What is the difference between da Vinci and Mako? They are different archetypes. Da Vinci is a master-slave teleoperated system for soft-tissue surgery: the surgeon sits at a console and the robot's arms reproduce their hand motion through ports. Mako is a hands-on haptic system for joint replacement: the surgeon holds a bone-cutting tool directly and the robotic arm physically stops them from cutting outside a CT-based plan. One reproduces motion, the other constrains it.
Why is there no force feedback on many surgical robots? Because measuring instrument-tip forces inside an 8 mm sterilizable instrument and reflecting them stably across an electronic link is genuinely hard, and the first-generation da Vinci shipped without it. Surgeons learned to read force visually from tissue deformation and suture tension.
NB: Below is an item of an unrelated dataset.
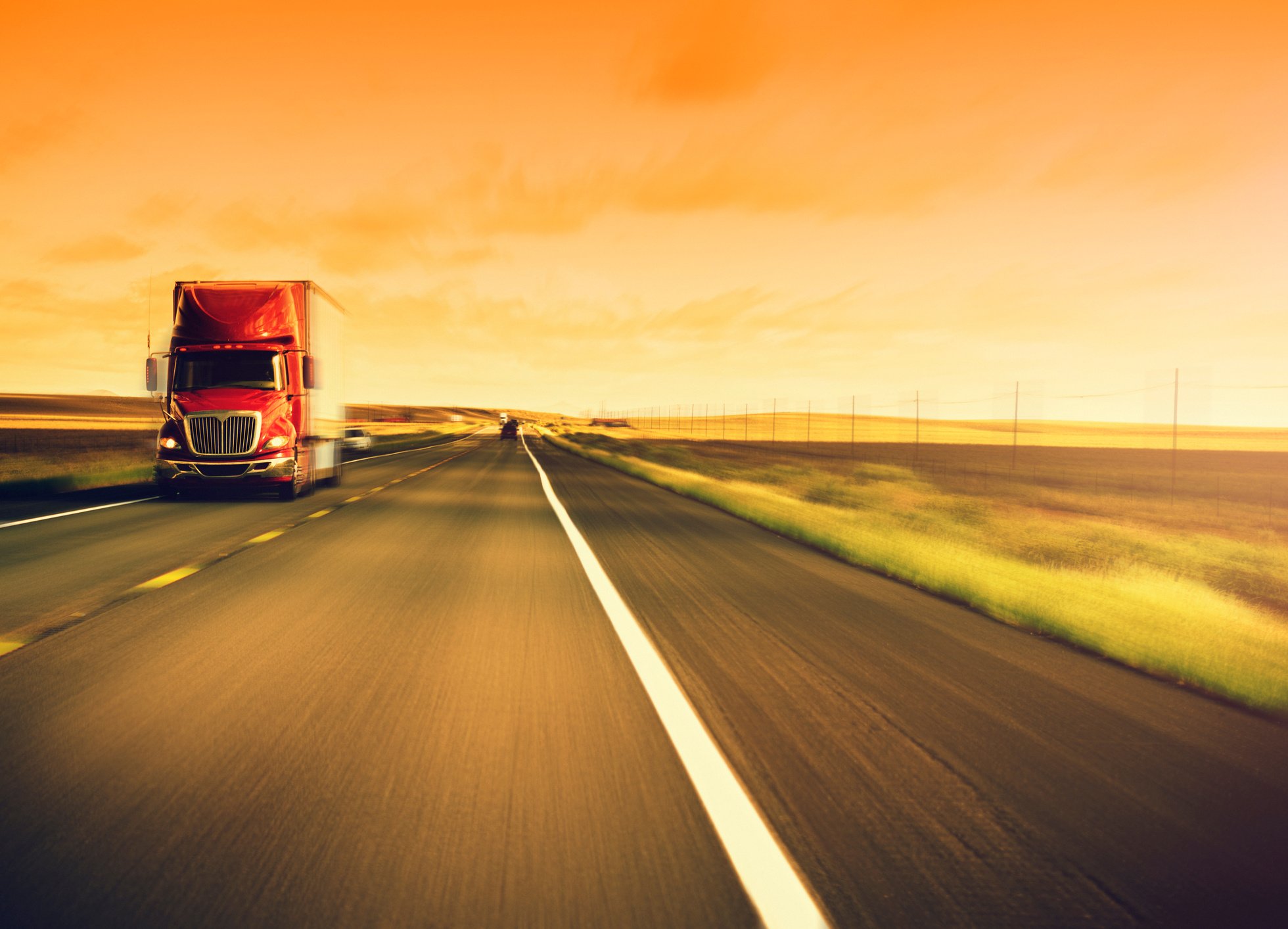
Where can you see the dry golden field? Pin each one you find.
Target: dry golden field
(1089, 544)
Restoring true haptic feedback is an active frontier, and newer systems including da Vinci 5 have begun adding force sensing.
How much does a surgical robot cost? A teleoperated system like da Vinci runs roughly 0.5 to 2.5 million dollars in capital depending on configuration, but that is not the main cost over its life. The manufacturer earns most revenue from recurring per-procedure instruments (which have programmed use limits) and multi-year service contracts. A hospital should evaluate total cost per case and utilization, well beyond the sticker price.
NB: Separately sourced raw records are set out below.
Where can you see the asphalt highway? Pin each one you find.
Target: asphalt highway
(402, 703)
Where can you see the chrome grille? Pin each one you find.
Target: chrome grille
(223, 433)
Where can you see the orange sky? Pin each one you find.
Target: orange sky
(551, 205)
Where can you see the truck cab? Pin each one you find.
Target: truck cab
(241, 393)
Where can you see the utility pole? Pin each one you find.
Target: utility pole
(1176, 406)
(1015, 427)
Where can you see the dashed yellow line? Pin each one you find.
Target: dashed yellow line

Is robotic surgery better than conventional or laparoscopic surgery? It depends on the procedure. The benefit is strongest where anatomy is deep and reconstructive, such as prostatectomy, where robotic dexterity and 3D vision clearly help. For procedures a skilled laparoscopist already does quickly, the outcome evidence is mixed and the added cost and setup time may not be justified. Much adoption is driven by surgeon preference and patient demand as much as by hard outcome data.
What regulatory approval do these devices need? In the US, most reach the market through the FDA 510(k) pathway (substantial equivalence to a predicate), with De Novo for novel low-to-moderate-risk devices and PMA for the highest-risk ones. They must also meet functional-safety and software-lifecycle standards (IEC 60601, IEC 62304, ISO 14971). In the EU, the Medical Device Regulation governs, with tighter evidence requirements than the old directive.
Can a surgical robot operate remotely over long distances? Technically the console and patient cart are already linked electronically, and telesurgery over a network has been demonstrated (the 2001 Lindbergh operation across the Atlantic being the famous first). In practice, latency, reliability, and liability keep clinical use local: the surgeon is in the same room. Newer low-latency networks have revived interest, and some longer-distance procedures have been reported, but routine remote surgery is not yet standard.
What are the non-surgical medical robots I should know about? Rehabilitation robots and powered exoskeletons that retrain or restore movement, pharmacy automation that compounds and dispenses drugs (protecting staff from hazardous compounds), UV-C disinfection robots that reduce hospital infections, and autonomous logistics robots that move medications, meals, and linens through hospital corridors. These touch more patients than surgical robots do and face lighter regulation.
Why will full surgical autonomy take so long? Three compounding barriers. Perception: soft tissue deforms, bleeds, and varies between patients, defeating the fixed geometric models that make orthopedic robots reliable. Decision: surgical judgment handles surprises no training set covers. Liability: the legal system assigns responsibility to a human, and no framework exists to hold a machine accountable for an autonomous surgical decision. Engineering will chip away at the first two; the third is a policy question.